People Talk: Get organized with Jamie Shaner

Imagine never having to look for car keys, cellphone, gloves. Being organized does that. It saves you time, makes life simpler, powers your day.

Professional organizer Jamie Shaner helps people declutter their lives. She tackles paper piles and tosses food-storage containers. Her business – Home Solutions of WNY – offers seminars, consultations and house calls to rescue those drowning in their own possessions.

Shaner wasn’t always so organized. The former accountant said she gets her organizational ways from her husband, Dick Shaner Jr., an advertising executive. Shaner, who is 58, lives in Williamsville with her husband. They have two grown sons.

People Talk: What is being organized all about?

Jamie Shaner: Finding what you want and where you want it. It’s different for everyone.

PT: How organized are you?

JS: Very, but I’m not obsessive compulsive. People ask me if my house is perfect. Well, no. We live in it. It’s not perfect but I can find what I want when I want it.

PT: Were you organized as a kid?

JS: No. I learned the benefits of truly being organized by marrying an organized person.

PT: As an organized person, when are you at your best?

JS: Running the household. I was an accountant before I was an organizer so I’m the person who pays the bills and manages the budget. I have a file cabinet. One drawer is for our rental property. Two drawers are for running my business.

PT: How do you avoid too many food storage containers?

JS: It’s all about need. You only need to store so much food at one time. Even if you host Thanksgiving dinner and send food home with everyone, you won’t need as many containers as you probably have. Get some nesting pieces. A couple of shelves in a small cupboard should handle it.

PT: What’s the next organizing trend?

JS: Young families who want less. I’ve worked with three families with young children recently who made the conscious decision to stop acquiring. Everything they wanted to get rid of, they didn’t want to sell it or consign it. They just wanted to donate it. They were done with excess.

PT: How much does your purse weigh?

JS: Is 5 pounds a lot? I got a small canvas bag I keep in the car for my store coupons, grocery coupons, sewing kit, tape measure.
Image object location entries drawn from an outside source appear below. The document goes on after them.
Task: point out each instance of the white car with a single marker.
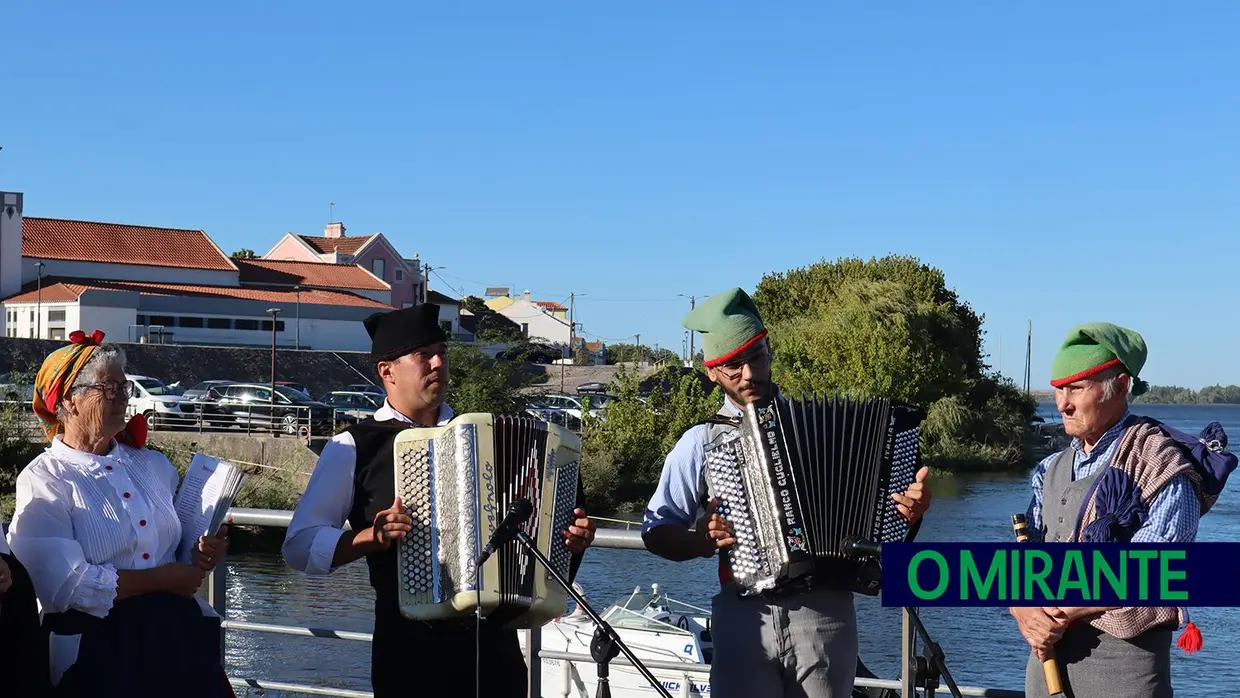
(158, 402)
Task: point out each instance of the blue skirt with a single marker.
(148, 646)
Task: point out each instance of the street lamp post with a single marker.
(275, 314)
(298, 340)
(39, 306)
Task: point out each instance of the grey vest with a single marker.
(1091, 662)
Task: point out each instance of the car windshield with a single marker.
(292, 394)
(155, 387)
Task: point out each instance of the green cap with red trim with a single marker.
(1093, 347)
(729, 324)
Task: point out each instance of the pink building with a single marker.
(373, 253)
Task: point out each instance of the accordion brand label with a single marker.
(489, 500)
(1060, 574)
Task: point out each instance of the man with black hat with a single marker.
(794, 644)
(354, 481)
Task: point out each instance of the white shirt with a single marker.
(82, 517)
(319, 520)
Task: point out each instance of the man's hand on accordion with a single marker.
(915, 501)
(717, 528)
(391, 525)
(580, 533)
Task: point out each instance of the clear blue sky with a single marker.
(1060, 161)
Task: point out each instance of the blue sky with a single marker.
(1060, 163)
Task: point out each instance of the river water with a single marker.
(982, 646)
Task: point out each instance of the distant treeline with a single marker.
(1174, 394)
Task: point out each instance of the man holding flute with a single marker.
(1124, 479)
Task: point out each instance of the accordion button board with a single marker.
(797, 479)
(455, 482)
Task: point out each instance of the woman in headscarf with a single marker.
(24, 661)
(97, 528)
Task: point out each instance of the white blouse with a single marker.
(81, 517)
(321, 512)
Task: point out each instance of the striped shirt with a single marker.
(1174, 512)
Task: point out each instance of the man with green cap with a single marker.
(799, 644)
(1096, 491)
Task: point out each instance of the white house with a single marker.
(141, 283)
(536, 321)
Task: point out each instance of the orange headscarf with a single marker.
(57, 375)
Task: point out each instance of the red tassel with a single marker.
(1191, 640)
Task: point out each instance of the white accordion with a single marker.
(456, 481)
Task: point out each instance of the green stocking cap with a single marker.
(729, 325)
(1093, 347)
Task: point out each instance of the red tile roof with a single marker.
(309, 274)
(67, 290)
(117, 243)
(349, 244)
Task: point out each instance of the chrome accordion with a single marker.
(456, 482)
(799, 479)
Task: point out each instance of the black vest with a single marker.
(375, 491)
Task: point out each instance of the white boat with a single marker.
(656, 627)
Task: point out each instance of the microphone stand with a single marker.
(609, 636)
(933, 665)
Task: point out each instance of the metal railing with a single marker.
(604, 538)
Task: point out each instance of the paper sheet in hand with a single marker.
(202, 503)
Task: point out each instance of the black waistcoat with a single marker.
(375, 491)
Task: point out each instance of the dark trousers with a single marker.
(149, 646)
(414, 658)
(24, 661)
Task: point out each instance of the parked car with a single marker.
(253, 404)
(358, 404)
(296, 387)
(151, 398)
(365, 388)
(192, 396)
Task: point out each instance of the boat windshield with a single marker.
(649, 611)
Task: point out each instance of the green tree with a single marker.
(479, 383)
(892, 327)
(624, 450)
(489, 325)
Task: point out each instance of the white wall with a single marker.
(540, 324)
(10, 244)
(324, 335)
(125, 273)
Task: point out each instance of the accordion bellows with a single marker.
(797, 479)
(456, 482)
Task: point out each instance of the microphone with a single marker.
(518, 512)
(858, 547)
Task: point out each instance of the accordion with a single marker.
(456, 481)
(800, 479)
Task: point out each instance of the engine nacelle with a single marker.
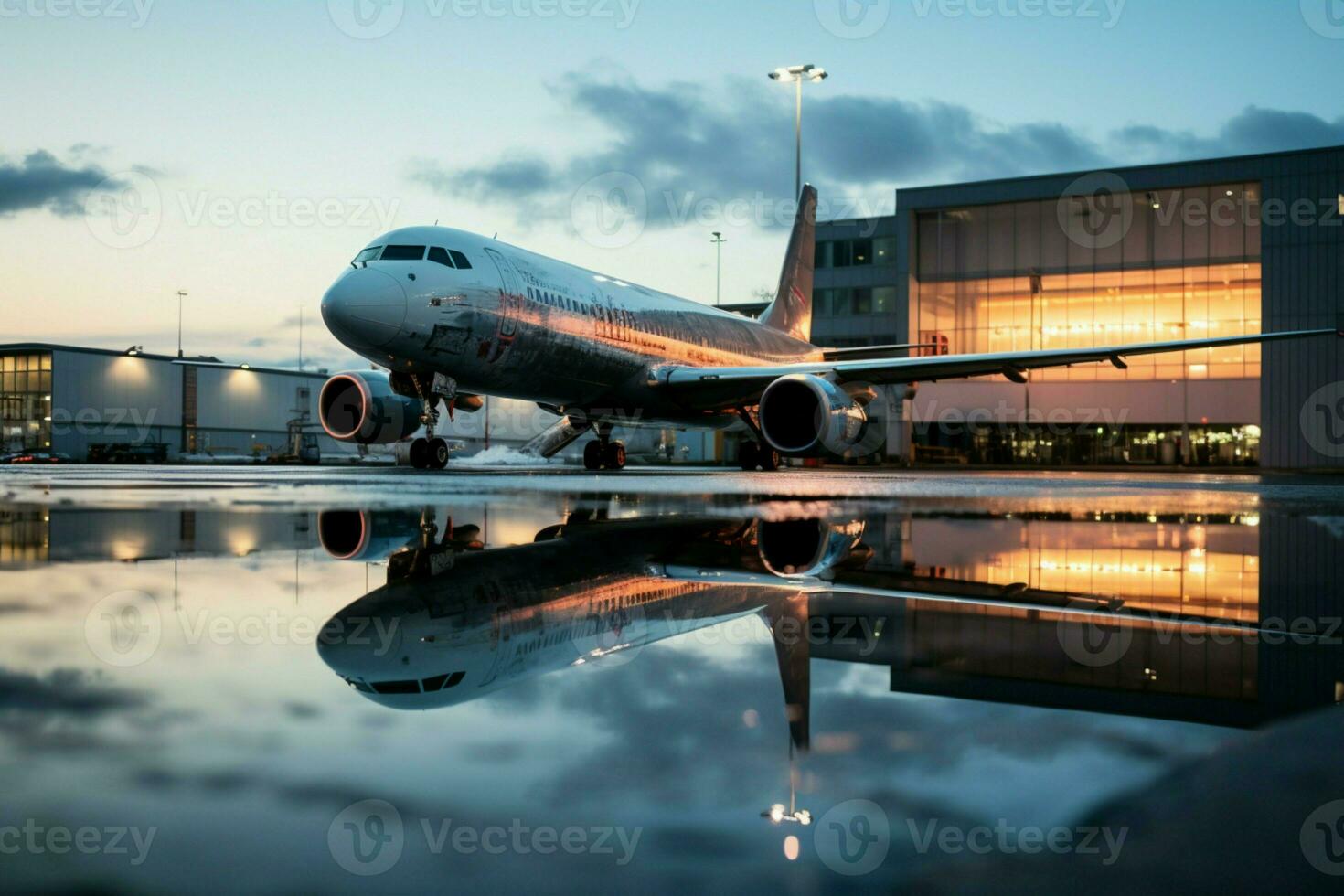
(365, 535)
(809, 547)
(805, 415)
(362, 407)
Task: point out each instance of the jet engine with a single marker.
(805, 415)
(809, 547)
(362, 407)
(363, 535)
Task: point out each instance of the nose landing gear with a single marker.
(429, 454)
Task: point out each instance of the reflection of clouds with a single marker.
(677, 739)
(63, 692)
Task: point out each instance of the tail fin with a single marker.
(792, 306)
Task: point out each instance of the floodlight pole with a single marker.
(718, 272)
(182, 294)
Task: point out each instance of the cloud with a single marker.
(40, 180)
(65, 692)
(686, 144)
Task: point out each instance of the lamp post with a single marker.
(718, 265)
(795, 76)
(182, 294)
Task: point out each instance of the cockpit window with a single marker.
(397, 687)
(443, 683)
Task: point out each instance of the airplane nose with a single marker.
(362, 646)
(365, 306)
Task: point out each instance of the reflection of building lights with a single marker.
(240, 541)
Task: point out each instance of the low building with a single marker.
(100, 404)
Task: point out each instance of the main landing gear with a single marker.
(603, 454)
(429, 454)
(757, 455)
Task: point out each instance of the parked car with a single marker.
(37, 457)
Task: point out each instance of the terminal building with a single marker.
(1156, 252)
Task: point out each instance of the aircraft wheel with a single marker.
(749, 455)
(420, 454)
(593, 455)
(437, 454)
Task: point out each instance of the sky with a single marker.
(246, 151)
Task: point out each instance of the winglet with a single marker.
(786, 620)
(792, 306)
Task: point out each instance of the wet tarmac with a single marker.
(667, 680)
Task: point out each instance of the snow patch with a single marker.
(502, 455)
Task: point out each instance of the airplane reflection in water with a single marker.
(1158, 638)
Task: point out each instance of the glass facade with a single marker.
(1097, 271)
(26, 402)
(857, 252)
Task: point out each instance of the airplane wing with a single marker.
(869, 351)
(741, 382)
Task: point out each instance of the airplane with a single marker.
(457, 621)
(454, 316)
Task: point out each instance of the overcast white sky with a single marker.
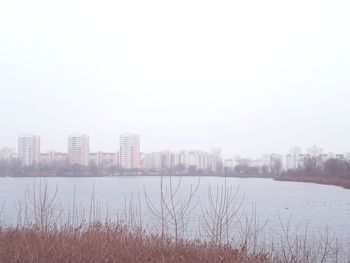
(251, 77)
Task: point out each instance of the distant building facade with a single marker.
(129, 151)
(78, 149)
(29, 150)
(102, 159)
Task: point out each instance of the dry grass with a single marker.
(109, 243)
(40, 237)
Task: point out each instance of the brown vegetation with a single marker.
(40, 237)
(109, 243)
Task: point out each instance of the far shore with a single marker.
(341, 182)
(345, 183)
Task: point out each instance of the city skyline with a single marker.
(128, 153)
(255, 77)
(116, 146)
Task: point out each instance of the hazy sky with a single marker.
(251, 77)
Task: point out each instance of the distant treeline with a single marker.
(13, 167)
(314, 167)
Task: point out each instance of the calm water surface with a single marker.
(320, 206)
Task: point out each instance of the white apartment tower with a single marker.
(28, 149)
(78, 149)
(292, 159)
(129, 151)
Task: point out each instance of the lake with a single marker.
(320, 207)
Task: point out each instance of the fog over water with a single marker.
(250, 77)
(320, 208)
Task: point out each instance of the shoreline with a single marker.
(340, 182)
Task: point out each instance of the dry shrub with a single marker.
(109, 243)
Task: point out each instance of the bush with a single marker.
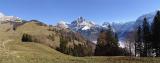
(26, 38)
PT: How many store bonus tags do you have on your key chain?

JS: I don’t. They’re arranged alphabetically in an organizer in the canvas bag. The only one I keep with me is from the supermarket.

PT: How important is time management?

JS: Very. Here’s an example. A stay-at-home mom had trouble managing her time. Her husband would get home from work and be frustrated to see the shower towels still on the floor, and the beds not made. She said the day got away from her. The solution is simple. Before you do anything else, you pick up the towels and make the bed, and then you start the day.

PT: How do you get your husband to pick up his towels?

JS: You pick and choose your battles. How do you get your boys to put the toilet seat down? I could do it, or I could find them and tell them to do it. How much energy do I want to use? Is it worth the battle?

PT: What can’t people get when it comes to organizing?

JS: Processing mail. The thing with mail is it comes everyday. Most people at the end of the day kick back and enjoy mindless TV. Grab a pile of mail.

PT: What are some chronic organizing problems?

JS: Misplaced bills that result in late fees. People who shop for Christmas throughout the year and forget they did. Linen closets. How many sets of sheets do you need per bed? Unless you have small children who wet the bed, two sets of sheets per bed should be enough.